I go to my tiptoes, eyes fluttering closed as aftershave, freshly shaved skin, and his warm breath assail me all at once.

But I feel like I’m hugging a stranger.

And I wonder if I’ll get over it before I ruin everything.

***

KIP

Teddy has been acting weird all fucking night, and it’s starting to piss me off.

I’ve never had this problem with a girl before, never had one keep me at arm’s length because of the way I look.

How fucked up is that?

If I was butt ugly, it would be one thing. But I’m not.

Girls have been chasing me around, trying to trap me into relationships since adolescence, and the one girl I finally decide to let catch me?

Treats me like a fucking pariah.

I thought she’d be happy, for fuck’s sake, not act like I betrayed her by being attractive.

Agitated, my leg bounces under the table, the high-end denim suffocating me, stiff because I haven’t worn it in yet. My shoes pinch, and the collar around my neck chokes.

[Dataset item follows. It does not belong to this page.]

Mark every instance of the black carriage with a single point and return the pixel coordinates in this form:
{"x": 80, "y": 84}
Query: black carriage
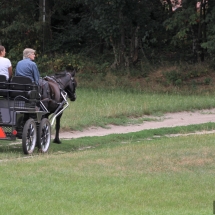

I did this for her, and she’s acting like I committed a crime.

It’s just. A fucking. Haircut.

Come on—am I that unrecognizable without the beard?

It did occur to me when I watched the stubble rinse down the drain that I look incredibly different, but it didn’t occur to me that Teddy wouldn’t like it.

It didn’t occur to me that she liked me just fine the way I was.

Preferred it, apparently.

Kind of fucked up, if you ask me, considering I looked like a goddamn mountain man—on a good day. Or Paul Bunyan or Grizzly Adams or whoever it was she likes to call me.

She’s said so herself dozens of times.

I wouldn’t say she’s ignoring me now, not exactly—but she’s not looking directly at me, either.

And I’m not sure what to fucking do with myself.